С того времени Вильгельм возглавил борьбу против Людовика XIV. Низкорослый, сутулый до горбатости и страдающий от астмы, Вильгельм на первый взгляд не производил впечатления человека, кому судьбой было предназначено посрамить «короля-солнце». Но принц Оранский обладал железной волей в сочетании с необыкновенной живостью ума. Он убедил себя — почти наверняка правильно — в том, что, если Людовику XIV, уже ставшему наиболее могущественным монархом в Европе, будет позволено завоевать Испанские Нидерланды (сегодняшнюю Бельгию), Англия сильно рискует. Следовало сколотить коалицию, способную обуздать французского короля, и все это не ради абстрактной теории баланса сил, а во имя независимости как Нидерландов, так и Англии. Вильгельм отдавал себе отчет в том, что замыслы Людовика XIV в отношении Испании и ее владений, если они будут осуществлены, превратят Францию в сверхдержаву, которой не сможет противостоять ни одно государство ни в каком сочетании. Для предотвращения подобной опасности он стал искать себе партнеров и вскоре их обнаружил. Швеция, Испания, Савой, австрийский император, Саксония, Голландская республика, Англия сформировали Великий Альянс — крупнейшую коалицию сил, которые когда-либо были направлены против одной державы, когда-либо существовавшей в истории тогдашней Европы. Почти четверть века (с 1688 по 1713 год) Людовик практически непрерывно вел войны против этой коалиции. В итоге, однако, французская погоня за приоритетом государственных соображений была остановлена в связи с возобладавшими собственными интересами других государств Европы. Франция оставалась сильнейшим государством Европы, но не стала доминирующей. Это хрестоматийный пример действия системы баланса сил.

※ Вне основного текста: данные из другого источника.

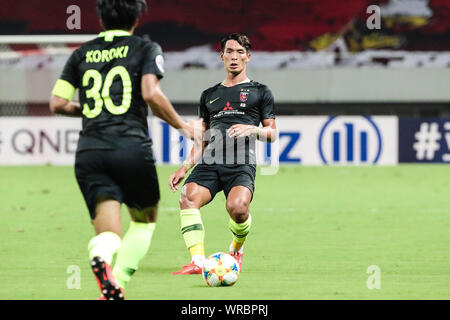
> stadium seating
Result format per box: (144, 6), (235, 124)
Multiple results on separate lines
(0, 0), (450, 51)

Враждебное отношение Вильгельма к Людовику XIV не носило личностного характера и не основывалось на каких-либо антифранцузских чувствах; оно отражало трезвую оценку могущества и безграничных амбиций «короля-солнца». Вильгельм как-то поделился мнением со своим помощником о том, что, живи он в 1550-е годы, когда Габсбурги грозились установить господство над Европой, он был бы «до такой же степени французом, до какой сейчас является испанцем»[77], — заявление, предвосхитившее ответ на заданный Уинстону Черчиллю в 1930-е годы вопрос, почему он является антигерманцем. «Если бы обстоятельства поменялись, мы могли бы в равной степени оказаться прогерманцами и антифранцузами»[78].

Вильгельм вполне был готов вступить в переговоры с Людовиком, когда ему показалось бы, что именно этим лучше всего было бы достичь баланса сил. Для Вильгельма существовал один простой расчет, который состоял в том, что Англии следует попытаться поддерживать примерное равновесие между Габсбургами и Бурбонами так, чтобы любой более слабый сохранял бы, разумеется, при содействии Англии, это равновесие в Европе. Всегда со времен Ришелье слабейшей страной в Европе была Австрия, и потому Великобритания выступала в одном ряду с Габсбургами против французского экспансионизма.

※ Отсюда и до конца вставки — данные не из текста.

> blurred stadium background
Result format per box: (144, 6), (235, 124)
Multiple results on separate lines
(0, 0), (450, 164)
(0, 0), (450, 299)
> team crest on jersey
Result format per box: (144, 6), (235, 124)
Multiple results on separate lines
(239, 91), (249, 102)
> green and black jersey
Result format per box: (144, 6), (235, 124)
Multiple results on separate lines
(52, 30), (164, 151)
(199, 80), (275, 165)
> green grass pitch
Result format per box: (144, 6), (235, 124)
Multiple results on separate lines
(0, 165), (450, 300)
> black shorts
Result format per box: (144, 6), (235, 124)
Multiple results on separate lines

Идея выступить в роли регулятора равновесия в момент ее первого появления не очень-то понравилась британской общественности. В конце XVII века британское общественное мнение было настроено изоляционистски, что было во многом схоже с американским двумя столетиями спустя. Преобладал довод о том, что всегда будет достаточно времени, чтобы отразить угрозу, если вообще таковая появится. Незачем бороться заранее с предположительными опасностями, источником которых какая-то страна, возможно, станет когда-то позже.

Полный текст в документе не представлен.